# Meeting people (girls especially) OUTSIDE of class



## This is mee (Oct 1, 2009)

I understand that meeting girls in class should be easy enough, but it's not for me. It's actually quite hard...I have to position myself next to someone, think of a million things to say and then pick the best one. It's a hastle but it feels good when I can pull it off. I've been working on this.

My issue now is meeting girls OUTSIDE of the classroom...on campus, at the library, or in a cafe/cafeteria.

Any ideas on how to approach them? Any tips on how to temporarely get over my SAD and do exactly what I want?


----------



## seanybhoy (Mar 2, 2008)

Jst be like wassup ***** wanna **** ?

N if they slap ya their prolly gay anyways so dont sweat it.

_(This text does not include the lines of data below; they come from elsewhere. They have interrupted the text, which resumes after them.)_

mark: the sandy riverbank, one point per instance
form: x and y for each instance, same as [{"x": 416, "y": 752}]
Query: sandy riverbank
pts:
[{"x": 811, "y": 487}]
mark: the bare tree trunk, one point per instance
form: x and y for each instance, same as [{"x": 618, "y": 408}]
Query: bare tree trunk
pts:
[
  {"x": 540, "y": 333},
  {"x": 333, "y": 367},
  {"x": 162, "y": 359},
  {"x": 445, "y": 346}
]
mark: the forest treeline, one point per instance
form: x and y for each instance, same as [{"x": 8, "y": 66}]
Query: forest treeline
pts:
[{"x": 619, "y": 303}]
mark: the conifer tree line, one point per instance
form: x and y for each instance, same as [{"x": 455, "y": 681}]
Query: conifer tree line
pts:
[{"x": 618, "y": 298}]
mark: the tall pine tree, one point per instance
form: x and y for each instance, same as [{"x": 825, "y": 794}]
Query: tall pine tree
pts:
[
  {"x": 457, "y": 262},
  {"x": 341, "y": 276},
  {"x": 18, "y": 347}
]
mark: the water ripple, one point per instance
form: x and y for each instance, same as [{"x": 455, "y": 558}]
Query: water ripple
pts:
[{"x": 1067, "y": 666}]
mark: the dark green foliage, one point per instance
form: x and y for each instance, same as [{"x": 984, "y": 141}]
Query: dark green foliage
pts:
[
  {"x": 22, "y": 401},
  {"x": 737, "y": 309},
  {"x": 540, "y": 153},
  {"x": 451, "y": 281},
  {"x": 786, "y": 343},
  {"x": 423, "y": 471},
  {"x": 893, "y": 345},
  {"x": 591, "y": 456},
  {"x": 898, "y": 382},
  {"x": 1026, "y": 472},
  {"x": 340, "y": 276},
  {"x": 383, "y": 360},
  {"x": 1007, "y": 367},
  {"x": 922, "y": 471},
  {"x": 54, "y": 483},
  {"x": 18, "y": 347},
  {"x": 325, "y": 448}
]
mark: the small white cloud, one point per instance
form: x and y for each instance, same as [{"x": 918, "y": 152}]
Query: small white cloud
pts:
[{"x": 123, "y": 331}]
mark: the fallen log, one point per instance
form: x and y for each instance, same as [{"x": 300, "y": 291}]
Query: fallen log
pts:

True Story btw, check the bible .


----------



## JMX (Feb 26, 2008)

I'm posting because I want to hear what other people have to say. I can't make friends with people inside or outside of class, with either gender.


----------



## Catching Fire (Apr 23, 2009)

I would try to join a club, group, or just do an activity on campus. I would also try to hangout with anyone you know from class if you can. If you can't you should be able to meet someone who you can from getting involved on campus. Hanging out helps alot as you'll get to meet their friends, aquantinces, people in their floor, etc. through them. I would try to go to parties with them too if your up to it. Parties are also probably the best place to meet girls too. This is basically what I have been doing since college started and its working pretty well for me.


----------



## Snow Bunny (Jan 28, 2009)

Yeah I can't make friends in or out of class. Usually I can approach people with, 'so what time did the lecturer say to come back?' or something similar.


----------



## Just Lurking (Feb 8, 2007)

The cold approach is pretty difficult, isn't it.. 

(I'm assuming you're a guy - your profile doesn't say.)

Walk up to her with a smile/positive look and say "hey".. followed by a genuine "how are you?" See how she responds.. Ask her "what are you here for?"..."do you like it?"..etc.. Look for eye contact, smiling, tone of voice, see if she asks you the same questions back, etc... Tell her your name.. shake her hand.. Make an observation about something around you to get conversation going..

Don't be stiff. Loosen up, flirt a bit..

If she seems interested, keep it going, but not for too long. Say you have to go do some homework, or meet a group, get to a class.. whatever. If you want, ask "so how do I find you again?" and get her number or email...

If it doesn't work, don't worry about it. Try again with someone else. There are a ton of reasons (which have nothing to do with you personally) why a girl may not be receptive. At the very least, you get some experience you can learn from. 

I should do this on my campus.. haven't really worked up the nerve for it though. And it's Week #5!

Oh and you know what else - it's good to warm up your social skills before doing this. Chat with a teacher or another staff member.. or a mature student.. make a phone call to someone you know.. anything to warm yourself up like you would stretch your muscles before exercising (I find it makes talking easier).


----------



## jordo (Sep 3, 2009)

The warmup thing is true. A good time to do this is after playing sports because social anxiety takes a back seat to concentration and physial demands.


----------



## shyvr6 (Feb 18, 2008)

Maybe try to do a study group. One girl in my class already asked a couple people, so I guess they are already doing one.


----------